Type A behavior, then, is an outward expression of inner turmoil and desires. But the Mount Zion group has found that stress afflicting Type As apparently produces important physical changes as well, changes that may explain why Type As are far more susceptible to heart attacks. Type As have high cholesterol; increased norepinephrine, a vital chemical of the nervous system’, increased ACTH, a hormone that stimulates the adrenal glands; and low levels of growth hormone. Also, their blood clots faster than normal, and autopsy studies show that Type As average twice as much hardening of the coronary arteries as Type Bs. There is no scientific evidence as yet that changing a person’s behavior will prolong his life, although clinical impressions suggest that people who do change lengthen and improve the quality of their lives. Friedman himself suffered mild heart attacks in 1966 and 1971 and another attack in 1974. necessitating surgery. The attacks left him pondering his future. With some effort. he says, he managed to change some of his Type A behavior through what he calls ”re-engineering” and others call “behavior modification.” He and Rosenman have written a book, titled Type A Behavior and Your Heart, in which they outline some steps to help those who also want to “re-engineer”.
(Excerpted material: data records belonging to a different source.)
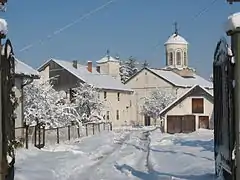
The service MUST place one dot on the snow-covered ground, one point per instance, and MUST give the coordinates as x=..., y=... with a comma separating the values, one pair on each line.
x=140, y=154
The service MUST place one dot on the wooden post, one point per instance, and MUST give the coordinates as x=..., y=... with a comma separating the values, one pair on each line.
x=57, y=135
x=86, y=130
x=26, y=136
x=234, y=32
x=35, y=136
x=39, y=136
x=69, y=133
x=78, y=131
x=44, y=136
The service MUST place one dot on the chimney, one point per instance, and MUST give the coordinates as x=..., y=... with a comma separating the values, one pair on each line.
x=89, y=67
x=75, y=64
x=98, y=69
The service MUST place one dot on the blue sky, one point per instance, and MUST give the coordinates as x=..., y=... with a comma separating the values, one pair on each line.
x=126, y=27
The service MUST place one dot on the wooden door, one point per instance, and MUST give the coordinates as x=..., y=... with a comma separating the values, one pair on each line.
x=188, y=124
x=147, y=120
x=174, y=124
x=204, y=122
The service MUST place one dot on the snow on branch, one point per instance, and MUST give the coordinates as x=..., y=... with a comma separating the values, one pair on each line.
x=87, y=103
x=45, y=105
x=158, y=100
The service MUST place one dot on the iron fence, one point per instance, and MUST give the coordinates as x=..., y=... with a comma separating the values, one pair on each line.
x=40, y=137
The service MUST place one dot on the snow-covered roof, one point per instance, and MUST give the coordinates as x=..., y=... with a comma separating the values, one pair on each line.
x=233, y=22
x=107, y=59
x=182, y=97
x=23, y=69
x=96, y=79
x=176, y=39
x=178, y=80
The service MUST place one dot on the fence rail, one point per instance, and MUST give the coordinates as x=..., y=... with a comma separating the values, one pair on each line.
x=39, y=136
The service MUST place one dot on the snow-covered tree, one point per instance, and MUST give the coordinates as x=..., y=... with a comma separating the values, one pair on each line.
x=128, y=68
x=45, y=105
x=158, y=100
x=145, y=64
x=211, y=78
x=85, y=97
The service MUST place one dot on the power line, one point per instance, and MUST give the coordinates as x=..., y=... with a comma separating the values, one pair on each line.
x=68, y=25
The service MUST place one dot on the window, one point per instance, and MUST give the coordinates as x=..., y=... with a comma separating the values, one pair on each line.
x=108, y=114
x=72, y=95
x=179, y=58
x=117, y=115
x=118, y=96
x=197, y=105
x=185, y=58
x=170, y=58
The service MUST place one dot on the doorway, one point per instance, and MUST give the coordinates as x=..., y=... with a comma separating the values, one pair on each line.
x=147, y=120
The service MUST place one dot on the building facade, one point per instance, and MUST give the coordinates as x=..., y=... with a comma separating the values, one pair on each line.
x=115, y=96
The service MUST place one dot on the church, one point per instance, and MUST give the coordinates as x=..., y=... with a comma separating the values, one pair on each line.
x=194, y=104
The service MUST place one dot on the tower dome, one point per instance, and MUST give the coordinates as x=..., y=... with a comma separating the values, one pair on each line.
x=176, y=48
x=176, y=39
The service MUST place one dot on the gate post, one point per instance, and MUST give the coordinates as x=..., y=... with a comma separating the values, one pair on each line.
x=233, y=30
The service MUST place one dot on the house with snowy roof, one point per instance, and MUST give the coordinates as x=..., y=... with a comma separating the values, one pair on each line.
x=24, y=74
x=116, y=96
x=180, y=79
x=109, y=65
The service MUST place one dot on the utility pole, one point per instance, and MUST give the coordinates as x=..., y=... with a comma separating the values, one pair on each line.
x=3, y=158
x=233, y=30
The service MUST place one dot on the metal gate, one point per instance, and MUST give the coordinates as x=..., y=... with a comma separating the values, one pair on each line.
x=224, y=139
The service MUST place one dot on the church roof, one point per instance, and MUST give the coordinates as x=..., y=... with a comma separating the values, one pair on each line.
x=107, y=59
x=176, y=79
x=101, y=81
x=22, y=69
x=176, y=39
x=184, y=96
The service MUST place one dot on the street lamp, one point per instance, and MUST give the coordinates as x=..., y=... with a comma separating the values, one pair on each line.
x=3, y=5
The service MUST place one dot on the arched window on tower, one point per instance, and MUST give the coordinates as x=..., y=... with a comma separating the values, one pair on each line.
x=179, y=58
x=170, y=58
x=185, y=58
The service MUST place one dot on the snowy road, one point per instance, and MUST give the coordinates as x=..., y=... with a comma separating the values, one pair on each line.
x=120, y=156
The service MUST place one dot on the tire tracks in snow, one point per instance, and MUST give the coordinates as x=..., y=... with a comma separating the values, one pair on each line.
x=101, y=159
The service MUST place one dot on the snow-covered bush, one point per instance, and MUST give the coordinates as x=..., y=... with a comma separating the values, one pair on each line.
x=158, y=100
x=86, y=101
x=45, y=105
x=128, y=68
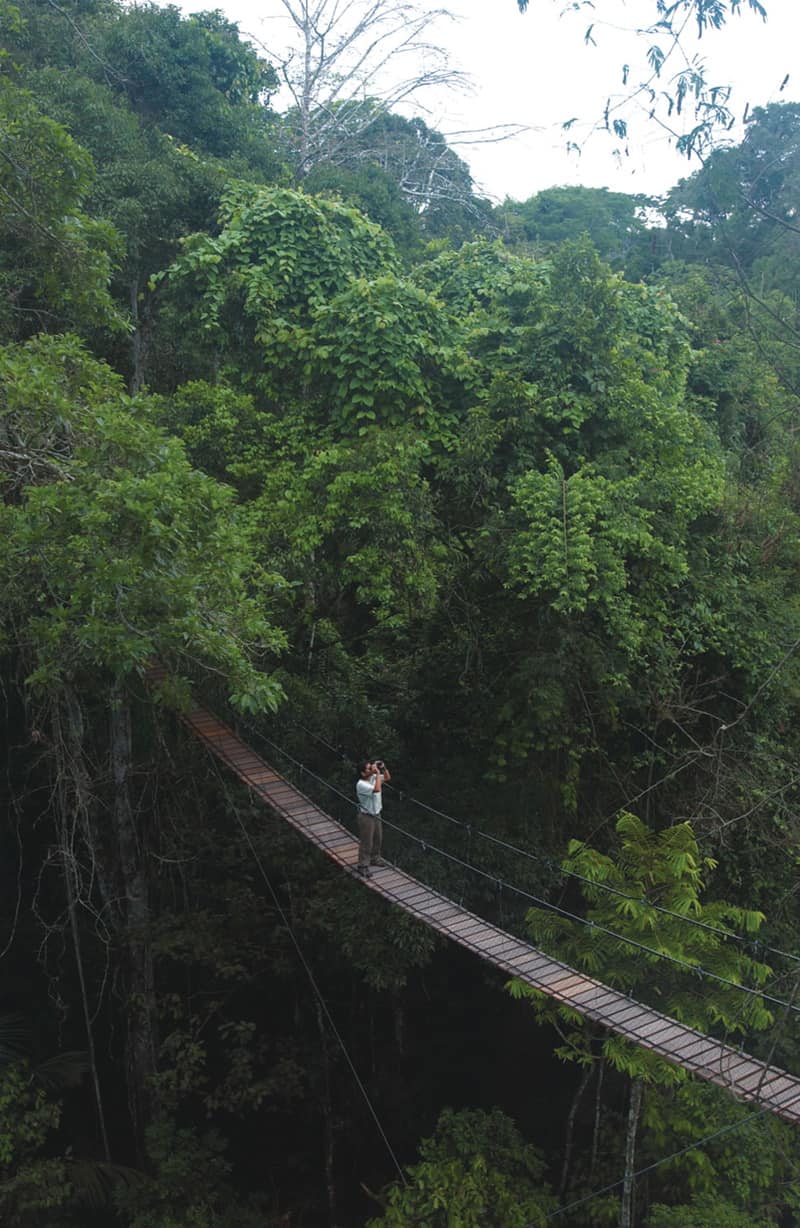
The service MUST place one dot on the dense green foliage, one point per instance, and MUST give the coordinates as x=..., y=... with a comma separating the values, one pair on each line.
x=511, y=496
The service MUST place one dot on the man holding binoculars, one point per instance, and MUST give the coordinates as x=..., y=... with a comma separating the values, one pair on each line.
x=370, y=801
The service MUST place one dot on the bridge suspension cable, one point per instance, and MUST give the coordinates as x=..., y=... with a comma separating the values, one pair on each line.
x=694, y=969
x=757, y=946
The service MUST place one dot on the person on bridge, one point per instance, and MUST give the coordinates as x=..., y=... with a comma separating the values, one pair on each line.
x=369, y=791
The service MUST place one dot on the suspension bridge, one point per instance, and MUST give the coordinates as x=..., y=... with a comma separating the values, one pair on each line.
x=746, y=1077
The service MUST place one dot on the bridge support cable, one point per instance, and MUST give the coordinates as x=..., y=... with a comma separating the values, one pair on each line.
x=746, y=1077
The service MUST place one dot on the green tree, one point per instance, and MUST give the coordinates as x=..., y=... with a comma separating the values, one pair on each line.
x=55, y=260
x=474, y=1172
x=651, y=872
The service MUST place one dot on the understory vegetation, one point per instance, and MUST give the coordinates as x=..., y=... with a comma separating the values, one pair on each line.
x=508, y=495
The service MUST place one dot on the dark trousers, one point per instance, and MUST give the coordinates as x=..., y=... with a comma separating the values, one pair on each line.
x=370, y=838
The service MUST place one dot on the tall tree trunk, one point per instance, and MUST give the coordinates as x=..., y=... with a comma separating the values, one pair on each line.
x=586, y=1073
x=73, y=784
x=628, y=1188
x=327, y=1116
x=595, y=1135
x=139, y=338
x=141, y=1010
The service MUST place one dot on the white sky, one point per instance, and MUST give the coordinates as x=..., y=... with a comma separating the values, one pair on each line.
x=535, y=69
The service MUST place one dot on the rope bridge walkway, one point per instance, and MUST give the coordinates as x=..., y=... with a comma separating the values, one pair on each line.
x=744, y=1076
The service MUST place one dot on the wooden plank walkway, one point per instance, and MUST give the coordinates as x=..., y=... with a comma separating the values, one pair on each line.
x=746, y=1077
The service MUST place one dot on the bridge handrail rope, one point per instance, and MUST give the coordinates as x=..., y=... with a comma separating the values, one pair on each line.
x=756, y=946
x=694, y=969
x=737, y=1071
x=558, y=1211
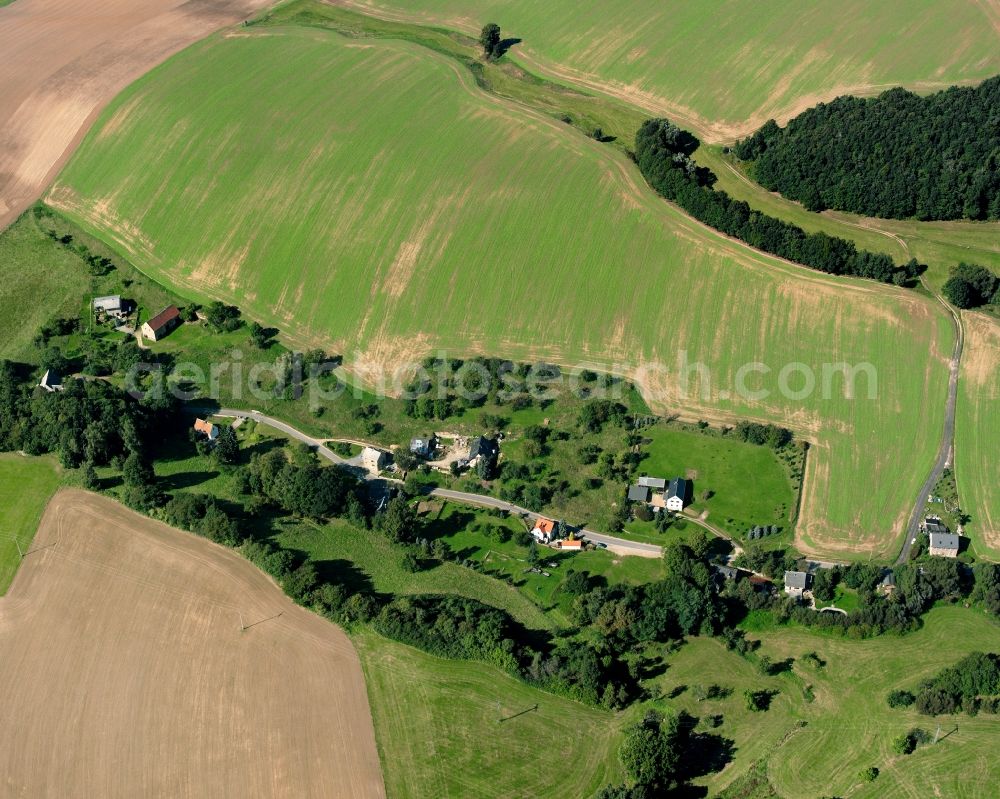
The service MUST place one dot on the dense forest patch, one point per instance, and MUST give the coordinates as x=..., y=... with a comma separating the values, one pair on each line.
x=896, y=156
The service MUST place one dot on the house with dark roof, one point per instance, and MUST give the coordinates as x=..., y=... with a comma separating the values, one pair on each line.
x=161, y=324
x=945, y=545
x=51, y=380
x=483, y=448
x=638, y=493
x=797, y=583
x=678, y=494
x=423, y=447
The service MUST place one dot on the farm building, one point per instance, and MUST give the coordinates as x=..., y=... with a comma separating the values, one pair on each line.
x=483, y=448
x=678, y=493
x=638, y=493
x=51, y=380
x=373, y=460
x=944, y=545
x=544, y=530
x=206, y=428
x=422, y=447
x=797, y=583
x=161, y=324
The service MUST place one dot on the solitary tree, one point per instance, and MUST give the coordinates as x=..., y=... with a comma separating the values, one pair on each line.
x=490, y=40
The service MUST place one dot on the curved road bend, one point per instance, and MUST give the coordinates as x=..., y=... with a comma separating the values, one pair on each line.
x=621, y=546
x=947, y=435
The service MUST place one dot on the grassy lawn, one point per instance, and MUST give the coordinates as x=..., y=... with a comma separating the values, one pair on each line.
x=745, y=485
x=544, y=195
x=438, y=730
x=26, y=484
x=466, y=532
x=848, y=725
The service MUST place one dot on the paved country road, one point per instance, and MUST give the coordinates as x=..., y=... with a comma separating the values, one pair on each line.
x=621, y=546
x=947, y=435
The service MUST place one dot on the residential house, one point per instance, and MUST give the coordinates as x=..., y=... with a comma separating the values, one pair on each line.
x=161, y=324
x=678, y=494
x=423, y=447
x=797, y=583
x=206, y=428
x=483, y=448
x=638, y=493
x=51, y=381
x=373, y=460
x=945, y=545
x=544, y=530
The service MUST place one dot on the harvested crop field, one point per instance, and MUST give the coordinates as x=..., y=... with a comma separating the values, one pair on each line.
x=977, y=432
x=63, y=61
x=281, y=185
x=125, y=672
x=723, y=67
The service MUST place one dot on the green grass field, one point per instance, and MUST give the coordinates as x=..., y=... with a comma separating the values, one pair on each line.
x=749, y=486
x=26, y=484
x=426, y=221
x=848, y=724
x=724, y=67
x=438, y=730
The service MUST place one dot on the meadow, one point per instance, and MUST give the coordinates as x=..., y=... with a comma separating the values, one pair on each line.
x=26, y=484
x=494, y=233
x=439, y=730
x=977, y=431
x=722, y=68
x=825, y=723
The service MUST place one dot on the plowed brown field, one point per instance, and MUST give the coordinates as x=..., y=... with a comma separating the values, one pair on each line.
x=125, y=672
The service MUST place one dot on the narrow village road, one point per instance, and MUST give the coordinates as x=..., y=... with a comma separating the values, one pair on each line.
x=621, y=546
x=947, y=435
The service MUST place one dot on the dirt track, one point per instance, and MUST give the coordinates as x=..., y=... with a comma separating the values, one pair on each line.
x=64, y=60
x=125, y=672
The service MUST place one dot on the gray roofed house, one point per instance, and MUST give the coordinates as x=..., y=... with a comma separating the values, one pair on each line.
x=677, y=494
x=422, y=446
x=944, y=545
x=483, y=447
x=797, y=582
x=638, y=493
x=51, y=380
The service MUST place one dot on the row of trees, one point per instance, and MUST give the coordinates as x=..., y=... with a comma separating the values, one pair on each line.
x=971, y=285
x=897, y=155
x=662, y=151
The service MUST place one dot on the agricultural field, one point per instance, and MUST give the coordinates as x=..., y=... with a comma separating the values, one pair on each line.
x=739, y=485
x=63, y=67
x=133, y=631
x=848, y=725
x=761, y=63
x=439, y=730
x=977, y=431
x=25, y=487
x=222, y=213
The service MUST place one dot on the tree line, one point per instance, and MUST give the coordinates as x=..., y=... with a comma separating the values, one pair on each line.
x=663, y=154
x=896, y=156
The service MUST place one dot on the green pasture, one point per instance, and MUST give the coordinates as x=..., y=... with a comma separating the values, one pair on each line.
x=26, y=485
x=487, y=229
x=439, y=730
x=724, y=67
x=747, y=485
x=848, y=726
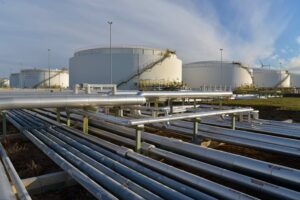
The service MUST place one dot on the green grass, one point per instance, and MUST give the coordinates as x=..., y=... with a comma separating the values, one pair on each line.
x=286, y=103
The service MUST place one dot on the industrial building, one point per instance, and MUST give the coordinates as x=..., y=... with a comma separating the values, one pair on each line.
x=216, y=74
x=132, y=67
x=14, y=79
x=4, y=82
x=269, y=78
x=295, y=80
x=40, y=78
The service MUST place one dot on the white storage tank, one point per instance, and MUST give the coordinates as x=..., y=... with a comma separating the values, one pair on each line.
x=223, y=74
x=14, y=80
x=295, y=80
x=4, y=82
x=131, y=67
x=269, y=78
x=39, y=78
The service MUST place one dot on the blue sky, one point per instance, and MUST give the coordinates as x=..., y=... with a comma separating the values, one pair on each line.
x=247, y=30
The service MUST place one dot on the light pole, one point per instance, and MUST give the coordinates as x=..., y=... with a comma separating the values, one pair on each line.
x=221, y=52
x=49, y=67
x=110, y=23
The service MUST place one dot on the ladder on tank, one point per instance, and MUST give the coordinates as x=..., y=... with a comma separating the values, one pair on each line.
x=49, y=78
x=150, y=66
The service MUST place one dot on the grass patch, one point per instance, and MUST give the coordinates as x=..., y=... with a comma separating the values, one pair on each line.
x=284, y=103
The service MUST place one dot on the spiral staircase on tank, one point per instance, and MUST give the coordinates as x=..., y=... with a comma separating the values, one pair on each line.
x=284, y=79
x=147, y=67
x=49, y=78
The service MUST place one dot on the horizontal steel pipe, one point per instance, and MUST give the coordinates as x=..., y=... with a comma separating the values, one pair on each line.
x=236, y=140
x=183, y=94
x=5, y=187
x=107, y=171
x=242, y=134
x=116, y=188
x=150, y=120
x=68, y=101
x=143, y=181
x=249, y=182
x=245, y=165
x=22, y=192
x=95, y=189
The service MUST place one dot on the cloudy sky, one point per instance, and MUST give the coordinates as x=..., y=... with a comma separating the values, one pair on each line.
x=248, y=30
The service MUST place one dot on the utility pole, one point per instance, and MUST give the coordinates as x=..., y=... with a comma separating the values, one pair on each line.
x=221, y=52
x=110, y=23
x=49, y=68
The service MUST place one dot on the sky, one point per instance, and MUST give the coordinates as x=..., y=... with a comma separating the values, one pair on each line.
x=250, y=31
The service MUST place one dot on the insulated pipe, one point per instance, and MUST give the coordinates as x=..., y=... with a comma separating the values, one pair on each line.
x=255, y=184
x=182, y=188
x=183, y=94
x=138, y=178
x=81, y=178
x=22, y=192
x=116, y=188
x=139, y=168
x=150, y=120
x=109, y=172
x=242, y=134
x=5, y=187
x=282, y=174
x=236, y=140
x=68, y=101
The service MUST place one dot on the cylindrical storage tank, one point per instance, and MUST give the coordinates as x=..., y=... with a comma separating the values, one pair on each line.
x=14, y=80
x=215, y=74
x=4, y=82
x=295, y=80
x=131, y=67
x=269, y=78
x=39, y=78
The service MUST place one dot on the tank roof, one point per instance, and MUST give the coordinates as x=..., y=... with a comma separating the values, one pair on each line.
x=120, y=47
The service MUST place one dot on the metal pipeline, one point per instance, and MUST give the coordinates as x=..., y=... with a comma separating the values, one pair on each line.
x=227, y=138
x=150, y=120
x=242, y=134
x=282, y=174
x=159, y=189
x=21, y=190
x=95, y=189
x=111, y=185
x=252, y=183
x=198, y=182
x=183, y=94
x=68, y=101
x=5, y=187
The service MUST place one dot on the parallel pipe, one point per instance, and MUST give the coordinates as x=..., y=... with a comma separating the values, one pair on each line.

Curing “hurry sickness” is basic, and part of the cure lies in realizing that relaxation is not a luxury but a necessity. The Mount Zion doctors urge eliminating unnecessary events and activities; getting up 15 minutes early to give yourself more time to dress and talk with the family; slowing down your pace of eating and drinking; taking time alone to read, dream, and analyze your life. “As you sweat over something.” they say, “ask yourself if it’s really going to make a difference in your life five years from now.”
The two researchers strongly urge doing one thing at a time. “Remember,” they write, “that even Einstein, when tying his shoelaces, thought chiefly about the bow.” Make an effort to pay attention to people. Focus on what they are saying; don’t let your mind wander. If you find something you are doing tends to induce tension writing reports, balancing your checkbook, ironing take short breaks. And if a particular individual constantly angers you. find ways to avoid him or her. Perhaps the best thing to do about hostility is to keep reminding yourself you’re hostile, Friedman says.
This is a forewarned-is-forearmed approach. The thought will surface as your temper rises, and help you realize what’s happening. Then you can check your outburst.
lf all this sounds a bit like pop psychology, well, in a way it is. And if it seems rather hard to apply in real life, it is that, too. But the alternative, the doctors suggest, is even more unpleasant. ”if you don’t also change your Type A behavior patterns” says Rosenman, “other protective measures against heart attack–a healthy diet, exercises, no smoking–may be largely a waste of time.”